Surely it's much more believable that 3 well bred ladies in all their finery would carry a rolled up rug through the house, past all of the servants to leave the body in his own bed. Especially when historically, ladies would not even touch a rug, let alone carry it, that's a job for servants. Keeping him for a couple of days requires ice, lots of ice which again is a job for servants. How do ladies get that much ice into the house and up to the bedroom? How do they dispose of the water from the melted ice? Another job for servants. How do they explain that the master of the house is too sick to leave his room, but there is no need to build a fire to keep him warm, or clean out the ashes? More servant work. If he's too sick to leave his bedroom, who brings him his meals or empties his chamber pot? All little things that don't add up and make the whole story line preposterous.

Then there are the inevitable "historical" scenarios where the hero and heroine are thrown together and into bed with one another within days if not hours of meeting one another. In historical times, with historical attitudes, it would never happen. Well bred ladies did not go places unattended. Their parent or guardian would not let them out of the house without a chaperone whose job was to see that the lady was not, ever, placed in a position where she would talk to a strange man and well bred young men would not attempt to talk to a young lady until after being introduced by a mutual acquaintance.

What about the police/detective/mystery stories where ordinary citizens tramp through crime scenes picking up clues?

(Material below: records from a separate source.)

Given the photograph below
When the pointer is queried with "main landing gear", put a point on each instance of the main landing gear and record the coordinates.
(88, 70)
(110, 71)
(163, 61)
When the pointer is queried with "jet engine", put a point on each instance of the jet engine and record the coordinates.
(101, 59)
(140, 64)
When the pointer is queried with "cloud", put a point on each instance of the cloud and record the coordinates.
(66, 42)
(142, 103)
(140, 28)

Reality is that once a crime scene has been identified by the police, no one is allowed in except the police. Picking up bits and pieces from the crime scene? Are you joking? That's an invitation to some quiet time apart at public expense.

Do writers think we're all idiots? Are we expected to just believe that these things are not only plausible but normal? Oh, I forgot..... it's fiction.

Thursday, January 03, 2013

New Year's resolutions

And why I don't make them. Making resolutions for the New Year, isn't something that we did at home. I remember a class in public school where the said resolutions were our written assignment and I hadn't a clue what the teacher was talking about. There's a lot of hype this time of year about making resolutions with suggestions for everything from quitting smoking and losing weight to spending more time with family and being more loving. All of these things are beneficial and worth while. but I have never been inclined to make any resolutions for the forthcoming year.

The principle reason I don't make resolutions is that I think they are a waste of time. If I have spent some time doing an internal review and made some decisions that changes need to be made, I don't wait for the new year, I do it right now. Now, when I'm thinking about it. Now, when whatever has prompted the decision is fresh in my mind. Now, when the desire to change is present.

For me, and I expect for a lot of other people, if anything is going to change, the desire to change has to be there. Making decisions on personal improvement of any kind can't come just because an arbitrary date has been reached. Real change comes because we want to change. No matter how beneficial the goal, you aren't going to reach it unless you want to. That's way most New Year resolutions aren't kept. People make the resolutions with the best of intentions, without real desire for change. So it's no wonder that by the time the first of February gets here, most of the resolutions have fallen by the way side.

If you want to make changes in your life, make them. Don't wait for Jan 1 to come around again, do it when your thinking about it.